Двери распахнулись, служка внес самовар, то ли шестой по порядку, то ли восьмой, и чаепитие возобновилось к обоюдному удовольствию гостей и хозяина.
29
Мужчины пировали, спорили, сердились, а Сафия металась в своей горнице около безмятежно спящего Мустафы. Едва сынок задремал, она спешно начала переодеваться, чтобы муж увидел ее в полном праздничном наряде. Выбрала самое пестрое платье с широкими оборками по подолу, прикрепила нагрудник с крупными серебряными монетами. На голову надела меховую ушанку, всю в арабских, турецких и бухарских серебряных монетах. Тугие щеки, и без того-то румяные, покрасила, подвела глаза и брови. В маленьких ушках засияли серьги с драгоценными камушками, на руках зазвенели золотые браслеты. Перстни с алмазами были с трудом натянуты на беленькие пальчики.
Долго-долго любовалась она собой перед зеркалом. Красива и молода… Холеная и нежная… От неуемной радости Сафия вдруг пустилась в пляс, перебирая на месте мягкими суконными сапожками, расшитыми разноцветными шелками, а монеты мелодично отзывались на каждое ее грациозное движение.

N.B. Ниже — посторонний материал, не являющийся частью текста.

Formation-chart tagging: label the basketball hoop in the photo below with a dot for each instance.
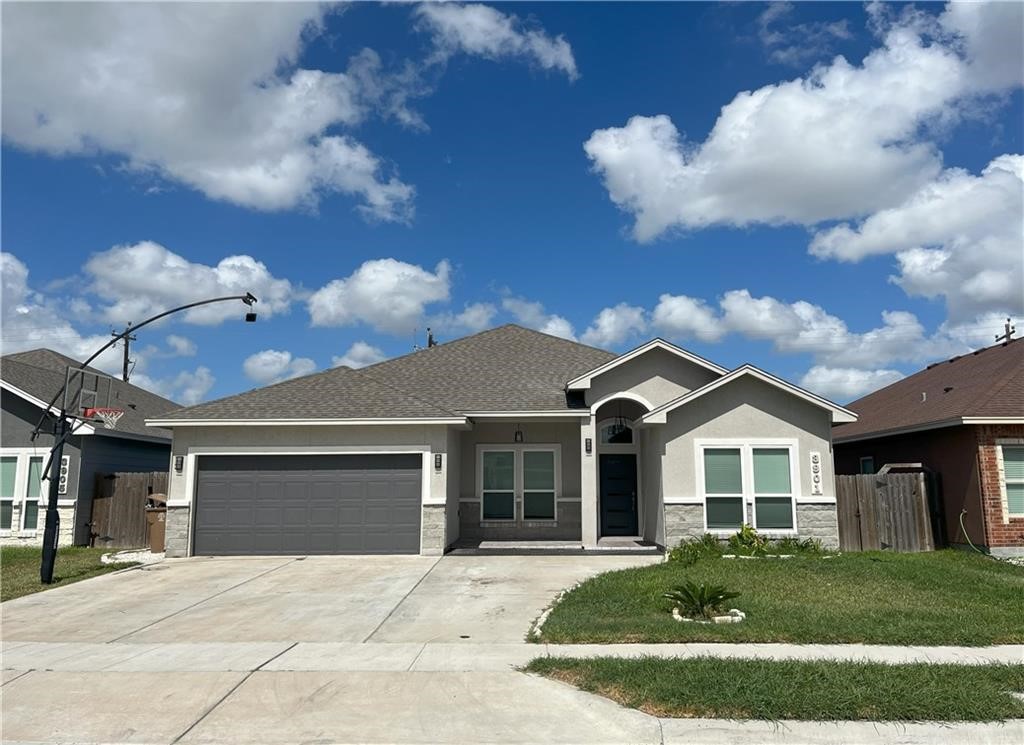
(109, 417)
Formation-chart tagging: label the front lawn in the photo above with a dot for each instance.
(939, 598)
(19, 568)
(734, 689)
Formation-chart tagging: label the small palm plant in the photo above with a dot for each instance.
(699, 601)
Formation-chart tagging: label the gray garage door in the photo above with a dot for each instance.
(307, 505)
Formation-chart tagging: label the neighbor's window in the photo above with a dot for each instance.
(538, 485)
(723, 488)
(772, 488)
(498, 496)
(8, 468)
(1013, 474)
(31, 511)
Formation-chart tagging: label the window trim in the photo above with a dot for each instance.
(518, 491)
(1000, 465)
(749, 495)
(23, 457)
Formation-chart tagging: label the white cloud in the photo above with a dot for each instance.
(614, 325)
(797, 43)
(532, 315)
(181, 346)
(359, 354)
(32, 320)
(388, 295)
(187, 387)
(233, 118)
(680, 316)
(763, 160)
(480, 30)
(271, 365)
(960, 236)
(142, 279)
(847, 384)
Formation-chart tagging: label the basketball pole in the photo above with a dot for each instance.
(62, 429)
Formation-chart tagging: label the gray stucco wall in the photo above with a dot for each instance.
(564, 434)
(745, 408)
(453, 469)
(656, 376)
(748, 408)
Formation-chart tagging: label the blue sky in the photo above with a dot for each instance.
(832, 191)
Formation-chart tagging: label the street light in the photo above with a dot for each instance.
(62, 429)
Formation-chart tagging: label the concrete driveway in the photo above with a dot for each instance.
(326, 649)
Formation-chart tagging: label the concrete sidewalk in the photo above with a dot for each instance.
(434, 656)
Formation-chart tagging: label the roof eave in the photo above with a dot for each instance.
(318, 422)
(839, 413)
(583, 383)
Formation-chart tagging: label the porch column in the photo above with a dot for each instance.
(588, 481)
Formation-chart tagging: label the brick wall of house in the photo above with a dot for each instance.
(999, 532)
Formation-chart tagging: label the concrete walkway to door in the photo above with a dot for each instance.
(335, 649)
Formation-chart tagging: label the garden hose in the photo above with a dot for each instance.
(963, 513)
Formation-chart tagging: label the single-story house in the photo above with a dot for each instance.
(28, 382)
(508, 435)
(964, 421)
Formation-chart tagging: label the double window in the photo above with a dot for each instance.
(20, 483)
(1013, 479)
(518, 475)
(734, 476)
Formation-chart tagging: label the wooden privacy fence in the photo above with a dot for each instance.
(884, 511)
(119, 508)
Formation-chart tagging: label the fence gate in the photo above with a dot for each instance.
(884, 512)
(119, 508)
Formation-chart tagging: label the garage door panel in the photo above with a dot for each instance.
(308, 505)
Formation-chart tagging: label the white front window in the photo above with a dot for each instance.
(20, 484)
(733, 476)
(1013, 479)
(518, 481)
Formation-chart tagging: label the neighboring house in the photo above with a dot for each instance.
(509, 435)
(28, 382)
(964, 420)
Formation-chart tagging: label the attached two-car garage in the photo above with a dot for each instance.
(336, 504)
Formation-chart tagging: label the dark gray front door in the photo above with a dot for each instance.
(619, 493)
(249, 505)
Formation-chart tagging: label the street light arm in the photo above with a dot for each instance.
(249, 299)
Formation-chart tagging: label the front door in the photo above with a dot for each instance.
(619, 493)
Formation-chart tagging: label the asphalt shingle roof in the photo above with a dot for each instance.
(40, 373)
(505, 368)
(986, 383)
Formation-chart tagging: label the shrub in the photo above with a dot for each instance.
(690, 551)
(699, 601)
(748, 540)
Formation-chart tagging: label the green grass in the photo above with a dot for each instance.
(19, 568)
(939, 598)
(706, 687)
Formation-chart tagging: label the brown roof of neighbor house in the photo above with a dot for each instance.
(501, 369)
(988, 383)
(40, 373)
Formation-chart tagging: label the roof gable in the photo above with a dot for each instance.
(985, 384)
(659, 414)
(584, 381)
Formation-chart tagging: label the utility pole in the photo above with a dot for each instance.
(128, 339)
(1008, 333)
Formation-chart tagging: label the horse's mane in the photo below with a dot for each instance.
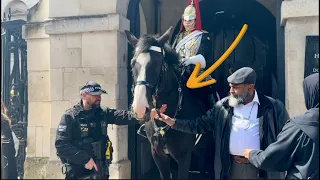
(146, 41)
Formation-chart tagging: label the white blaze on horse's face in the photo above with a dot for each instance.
(140, 101)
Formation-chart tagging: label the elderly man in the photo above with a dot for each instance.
(297, 147)
(245, 119)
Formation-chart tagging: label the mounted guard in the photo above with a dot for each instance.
(193, 44)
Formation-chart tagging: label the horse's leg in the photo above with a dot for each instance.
(163, 163)
(183, 160)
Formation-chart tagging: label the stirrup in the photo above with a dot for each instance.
(141, 131)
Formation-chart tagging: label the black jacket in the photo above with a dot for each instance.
(75, 121)
(272, 116)
(297, 147)
(8, 159)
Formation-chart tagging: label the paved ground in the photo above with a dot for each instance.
(192, 175)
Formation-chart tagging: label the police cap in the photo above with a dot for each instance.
(93, 88)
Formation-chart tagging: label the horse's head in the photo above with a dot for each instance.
(148, 66)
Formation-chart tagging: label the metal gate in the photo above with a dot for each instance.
(14, 81)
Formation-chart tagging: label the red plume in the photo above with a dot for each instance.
(198, 25)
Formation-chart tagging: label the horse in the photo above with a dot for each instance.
(157, 82)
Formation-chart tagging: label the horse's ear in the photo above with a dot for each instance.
(131, 38)
(163, 39)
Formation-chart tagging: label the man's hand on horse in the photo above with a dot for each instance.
(164, 118)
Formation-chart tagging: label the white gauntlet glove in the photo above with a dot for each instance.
(16, 143)
(194, 60)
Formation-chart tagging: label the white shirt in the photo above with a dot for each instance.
(245, 127)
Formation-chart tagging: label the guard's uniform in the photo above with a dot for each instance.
(82, 134)
(195, 46)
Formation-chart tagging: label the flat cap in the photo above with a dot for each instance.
(93, 88)
(245, 75)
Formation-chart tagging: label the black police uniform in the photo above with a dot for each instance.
(82, 134)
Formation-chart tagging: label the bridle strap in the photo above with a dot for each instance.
(151, 48)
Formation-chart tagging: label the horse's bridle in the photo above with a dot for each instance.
(155, 90)
(164, 67)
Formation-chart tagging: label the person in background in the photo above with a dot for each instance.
(297, 147)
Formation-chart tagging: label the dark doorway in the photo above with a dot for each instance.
(139, 152)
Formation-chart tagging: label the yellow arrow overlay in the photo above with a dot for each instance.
(195, 82)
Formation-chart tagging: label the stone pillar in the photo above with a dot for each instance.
(300, 18)
(82, 40)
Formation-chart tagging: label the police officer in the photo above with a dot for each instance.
(81, 141)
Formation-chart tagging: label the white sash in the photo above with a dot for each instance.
(187, 38)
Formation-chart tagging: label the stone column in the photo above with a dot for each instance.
(85, 41)
(300, 18)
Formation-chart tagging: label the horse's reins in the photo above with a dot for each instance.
(155, 90)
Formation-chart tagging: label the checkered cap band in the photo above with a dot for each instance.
(94, 89)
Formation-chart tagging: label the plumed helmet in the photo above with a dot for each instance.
(189, 12)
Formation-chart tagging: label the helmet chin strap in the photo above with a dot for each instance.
(192, 25)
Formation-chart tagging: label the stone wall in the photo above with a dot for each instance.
(300, 18)
(67, 47)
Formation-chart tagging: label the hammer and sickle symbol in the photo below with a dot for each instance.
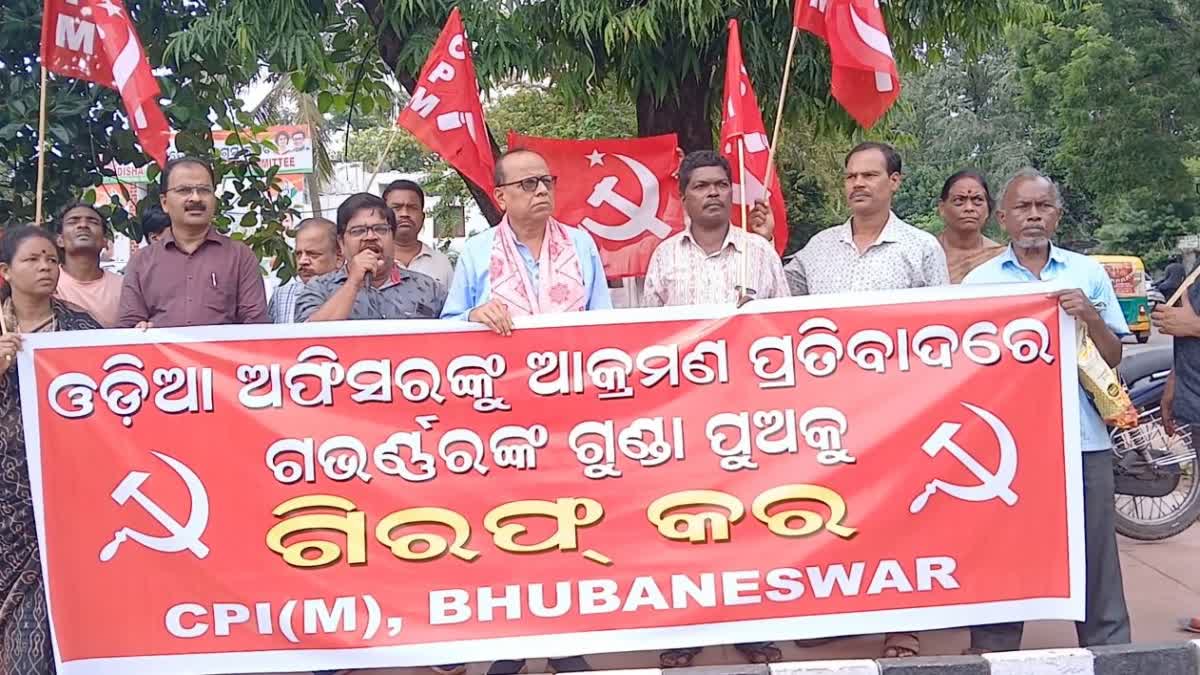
(991, 485)
(642, 217)
(181, 537)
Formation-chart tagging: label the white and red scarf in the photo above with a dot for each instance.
(561, 286)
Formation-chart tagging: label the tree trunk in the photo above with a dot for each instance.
(390, 46)
(689, 115)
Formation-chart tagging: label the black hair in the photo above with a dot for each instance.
(13, 238)
(406, 185)
(78, 204)
(701, 159)
(498, 173)
(973, 175)
(889, 155)
(165, 177)
(154, 221)
(363, 202)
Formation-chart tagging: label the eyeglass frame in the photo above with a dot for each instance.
(549, 180)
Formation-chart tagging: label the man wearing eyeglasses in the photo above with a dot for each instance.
(192, 275)
(529, 263)
(370, 285)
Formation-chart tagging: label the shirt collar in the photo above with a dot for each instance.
(889, 234)
(733, 237)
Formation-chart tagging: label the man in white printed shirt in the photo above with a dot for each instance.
(702, 264)
(874, 250)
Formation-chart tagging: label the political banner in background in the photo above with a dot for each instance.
(623, 191)
(293, 153)
(382, 494)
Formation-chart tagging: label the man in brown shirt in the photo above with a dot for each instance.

Кахыма же все нет и нет. «Нас, женщин, считают болтливыми, а сами часами разговаривают Аллах знает о чем… Шумят, кричат. Может, кумысом упились?» Она беспомощно опустилась на нары, уронила руки на колени. Терпи, терпи, женщина, смирись с затворничеством, с одиночеством — такова твоя горькая доля по шариату, по обычаю, по всему укладу семейной жизни… И как мужу не стыдно — засиделся! Мог бы под благовидным предлогом встать и уйти. Видно, не соскучился по жене, не обрадовался первенцу. Поди, завел себе в столице красотку, вот и не истосковался по молодой жене, а она, неразумная, слезы льет… Так и еще два года пройдет в разлуке, и еще два, глядишь, Сафия состарится, огрузнеет. Ему-то что! — приведет в дом младшую жену, как привел его отец Ильмурза. А ей, старшей жене, он вручит ключи от кладовки, от амбаров, от сундуков, взвалит на плечи груз хозяйства, заставит следить за конюхами, за работниками.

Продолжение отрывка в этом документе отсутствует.